The report found espionage cost the Australian economy at least $12.5bn in the 2023-2024 financial year, an estimate Mr Burgess called 'conservative'.
'This includes the direct costs of known espionage incidents, such as the state-sponsored theft of intellectual property, as well as the indirect costs of countering and responding,' he said.
'As just one example, the Institute estimates foreign cyber spies stole nearly $2bn of trade secrets and intellectual property from Australian companies and businesses in 2023-24.
'The report includes a case study where spies hacked into the computer network of a major Australian exporter, making off with commercially sensitive information.
'The theft gave the foreign country a significant advantage in subsequent contract negotiations, costing Australia hundreds of millions of dollars.'
Mr Burgess said too many were complacent about the cost of espionage and urged 'all parts of our system – public and private, federal, state and local – to recognise the threat'.
'I've lost count of the number of times senior officials and executives have privately downplayed the impacts of espionage,' he said.
'I've watched corporate leaders literally shrug their shoulders when told their networks are compromised.
'I've heard sensible security measures such as taking burner phones to high-risk countries described as unreasonable inconveniences.
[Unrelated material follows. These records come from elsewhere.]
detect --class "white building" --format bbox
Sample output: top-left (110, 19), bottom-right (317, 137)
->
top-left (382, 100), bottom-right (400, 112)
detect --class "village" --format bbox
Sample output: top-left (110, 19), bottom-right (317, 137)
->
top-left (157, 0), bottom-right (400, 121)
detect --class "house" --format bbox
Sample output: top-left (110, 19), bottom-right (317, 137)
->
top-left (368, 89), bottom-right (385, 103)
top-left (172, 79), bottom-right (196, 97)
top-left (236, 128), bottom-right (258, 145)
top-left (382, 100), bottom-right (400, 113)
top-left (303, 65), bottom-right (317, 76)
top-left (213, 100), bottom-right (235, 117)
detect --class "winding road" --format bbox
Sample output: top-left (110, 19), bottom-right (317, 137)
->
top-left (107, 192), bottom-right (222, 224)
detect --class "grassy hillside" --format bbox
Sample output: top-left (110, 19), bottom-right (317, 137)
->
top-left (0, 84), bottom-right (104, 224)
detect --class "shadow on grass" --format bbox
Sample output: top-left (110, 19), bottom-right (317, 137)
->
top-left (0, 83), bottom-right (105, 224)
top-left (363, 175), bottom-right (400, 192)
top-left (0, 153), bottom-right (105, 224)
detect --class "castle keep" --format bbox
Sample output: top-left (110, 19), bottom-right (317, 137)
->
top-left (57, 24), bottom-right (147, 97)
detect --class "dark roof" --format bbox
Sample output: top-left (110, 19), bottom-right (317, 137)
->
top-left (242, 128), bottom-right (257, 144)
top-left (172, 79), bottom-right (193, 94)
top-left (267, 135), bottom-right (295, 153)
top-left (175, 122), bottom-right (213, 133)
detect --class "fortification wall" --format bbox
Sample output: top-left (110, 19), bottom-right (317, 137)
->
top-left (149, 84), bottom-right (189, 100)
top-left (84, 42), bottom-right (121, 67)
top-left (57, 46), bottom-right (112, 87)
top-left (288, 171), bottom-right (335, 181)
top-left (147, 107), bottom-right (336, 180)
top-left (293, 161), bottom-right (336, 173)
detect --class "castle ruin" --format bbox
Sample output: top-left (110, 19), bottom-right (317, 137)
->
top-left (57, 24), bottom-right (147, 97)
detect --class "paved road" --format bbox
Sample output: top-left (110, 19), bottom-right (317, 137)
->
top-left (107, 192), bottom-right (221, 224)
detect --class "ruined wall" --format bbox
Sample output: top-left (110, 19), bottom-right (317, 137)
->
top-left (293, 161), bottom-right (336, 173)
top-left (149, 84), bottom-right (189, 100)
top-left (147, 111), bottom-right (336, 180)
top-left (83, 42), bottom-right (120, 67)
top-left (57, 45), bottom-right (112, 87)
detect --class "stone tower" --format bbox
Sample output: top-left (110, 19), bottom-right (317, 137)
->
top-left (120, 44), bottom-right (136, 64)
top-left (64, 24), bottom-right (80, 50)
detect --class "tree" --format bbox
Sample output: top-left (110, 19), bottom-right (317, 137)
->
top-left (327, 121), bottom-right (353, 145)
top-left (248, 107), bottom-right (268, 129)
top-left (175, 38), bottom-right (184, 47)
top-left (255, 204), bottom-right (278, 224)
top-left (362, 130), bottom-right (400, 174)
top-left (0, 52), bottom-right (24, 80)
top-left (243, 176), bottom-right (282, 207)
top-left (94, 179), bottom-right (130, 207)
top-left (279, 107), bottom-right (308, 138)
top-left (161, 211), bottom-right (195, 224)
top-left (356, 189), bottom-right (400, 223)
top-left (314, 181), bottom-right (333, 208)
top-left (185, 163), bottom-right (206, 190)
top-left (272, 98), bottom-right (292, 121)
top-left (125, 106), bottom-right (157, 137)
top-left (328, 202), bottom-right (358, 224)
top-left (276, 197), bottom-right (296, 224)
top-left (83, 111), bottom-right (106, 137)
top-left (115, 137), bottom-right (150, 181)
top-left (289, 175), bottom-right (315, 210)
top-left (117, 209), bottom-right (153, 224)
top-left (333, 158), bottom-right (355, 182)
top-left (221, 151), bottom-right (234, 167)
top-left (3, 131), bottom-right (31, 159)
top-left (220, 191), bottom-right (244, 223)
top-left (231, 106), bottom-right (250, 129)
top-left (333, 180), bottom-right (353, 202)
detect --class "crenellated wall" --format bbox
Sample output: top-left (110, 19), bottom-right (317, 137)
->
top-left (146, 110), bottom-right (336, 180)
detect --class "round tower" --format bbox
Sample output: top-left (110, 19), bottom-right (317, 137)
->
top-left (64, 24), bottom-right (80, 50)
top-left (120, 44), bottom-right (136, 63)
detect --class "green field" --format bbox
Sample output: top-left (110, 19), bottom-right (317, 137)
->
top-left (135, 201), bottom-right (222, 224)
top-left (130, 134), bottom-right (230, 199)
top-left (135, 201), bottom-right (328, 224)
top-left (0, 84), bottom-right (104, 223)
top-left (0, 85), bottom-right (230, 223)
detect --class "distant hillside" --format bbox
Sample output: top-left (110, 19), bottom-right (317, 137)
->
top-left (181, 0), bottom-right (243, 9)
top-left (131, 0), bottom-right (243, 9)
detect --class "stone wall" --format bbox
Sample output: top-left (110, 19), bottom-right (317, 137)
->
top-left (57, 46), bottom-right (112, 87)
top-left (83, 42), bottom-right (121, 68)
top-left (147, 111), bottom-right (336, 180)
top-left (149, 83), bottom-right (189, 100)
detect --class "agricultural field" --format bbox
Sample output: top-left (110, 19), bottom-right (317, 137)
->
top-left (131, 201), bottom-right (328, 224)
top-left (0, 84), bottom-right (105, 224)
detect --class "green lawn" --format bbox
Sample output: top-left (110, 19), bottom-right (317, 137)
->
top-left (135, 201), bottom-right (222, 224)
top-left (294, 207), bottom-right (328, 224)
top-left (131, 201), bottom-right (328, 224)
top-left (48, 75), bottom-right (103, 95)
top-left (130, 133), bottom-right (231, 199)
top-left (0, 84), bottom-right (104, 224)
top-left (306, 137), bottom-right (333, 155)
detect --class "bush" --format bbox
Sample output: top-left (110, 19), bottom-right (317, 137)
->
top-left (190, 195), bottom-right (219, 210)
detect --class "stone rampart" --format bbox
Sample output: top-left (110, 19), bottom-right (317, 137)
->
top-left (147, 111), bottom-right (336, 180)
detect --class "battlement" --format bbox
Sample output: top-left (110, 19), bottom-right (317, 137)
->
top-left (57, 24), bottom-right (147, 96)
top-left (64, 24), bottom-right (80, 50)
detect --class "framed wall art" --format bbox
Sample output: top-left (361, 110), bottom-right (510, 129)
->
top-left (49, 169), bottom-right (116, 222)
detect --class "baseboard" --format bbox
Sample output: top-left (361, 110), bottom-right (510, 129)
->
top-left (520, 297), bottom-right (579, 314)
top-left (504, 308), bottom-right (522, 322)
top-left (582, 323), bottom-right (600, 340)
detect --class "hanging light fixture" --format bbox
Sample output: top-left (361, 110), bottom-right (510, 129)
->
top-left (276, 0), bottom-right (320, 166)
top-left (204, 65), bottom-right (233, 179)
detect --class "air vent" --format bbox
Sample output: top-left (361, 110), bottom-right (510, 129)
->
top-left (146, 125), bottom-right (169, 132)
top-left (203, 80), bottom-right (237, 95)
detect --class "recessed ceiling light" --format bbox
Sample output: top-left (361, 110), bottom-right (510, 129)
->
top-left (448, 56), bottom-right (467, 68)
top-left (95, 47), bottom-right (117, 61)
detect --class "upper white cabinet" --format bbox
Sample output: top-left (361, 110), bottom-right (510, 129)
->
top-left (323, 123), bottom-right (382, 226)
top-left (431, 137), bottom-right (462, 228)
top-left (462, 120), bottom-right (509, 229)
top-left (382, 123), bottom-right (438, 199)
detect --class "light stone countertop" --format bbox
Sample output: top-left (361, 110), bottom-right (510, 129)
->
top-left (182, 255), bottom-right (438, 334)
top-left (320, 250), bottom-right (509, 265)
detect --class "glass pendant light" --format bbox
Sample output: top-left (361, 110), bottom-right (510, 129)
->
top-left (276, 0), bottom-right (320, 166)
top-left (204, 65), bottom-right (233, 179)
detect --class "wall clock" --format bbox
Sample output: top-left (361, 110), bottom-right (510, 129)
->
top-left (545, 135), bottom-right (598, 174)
'Most recently, a trade official told ASIO there's no way the Chinese intelligence services would have any interest in his organisation's people and premises in China.'
He again listed China, Russia and Iran as three of the main nations behind espionage in Australia and said Russia remained 'a persistent and aggressive espionage threat'.
'Last year, two Russian-born Australian citizens were arrested and charged with an espionage-related offence,' Mr Burgess said.
'Separately, I can confirm in 2022 a number of undeclared Russian intelligence officers were removed from this country.
'But Russia is by no means the only country we have to deal with.
'You would be genuinely shocked by the number and names of countries trying to steal our secrets.
'The obvious candidates are very active … but many other countries are also targeting anyone and anything that could give them a strategic or tactical advantage, including sensitive but unclassified information.'
Mr Burgess revealed ASIO had disrupted 24 'major espionage and foreign interference' operations in the past three years alone.
'Nation states are spying at unprecedented levels, with unprecedented sophistication,' he said.
'ASIO is seeing more Australians targeted – more aggressively – than ever before.'
While AUKUS and military technology secrets were targets, Australia's intellectual property and cutting edge research was also in the sights of foreign agents.
He said an overseas delegation visiting a 'sensitive Australian horticultural facility' snapped branches off a 'rare and valuable variety of fruit tree' in order to steal them.
'Almost certainly, the stolen plant material allowed scientists in the other country to reverse engineer and replicate two decades of Australian research and development,' he said.
He said foreign intelligence services are 'proactive, creative and opportunistic' in their targets.
'In recent years, for example, defence employees travelling overseas have been subjected to covert room searches, been approached at conferences by spies in disguise and given gifts containing surveillance devices.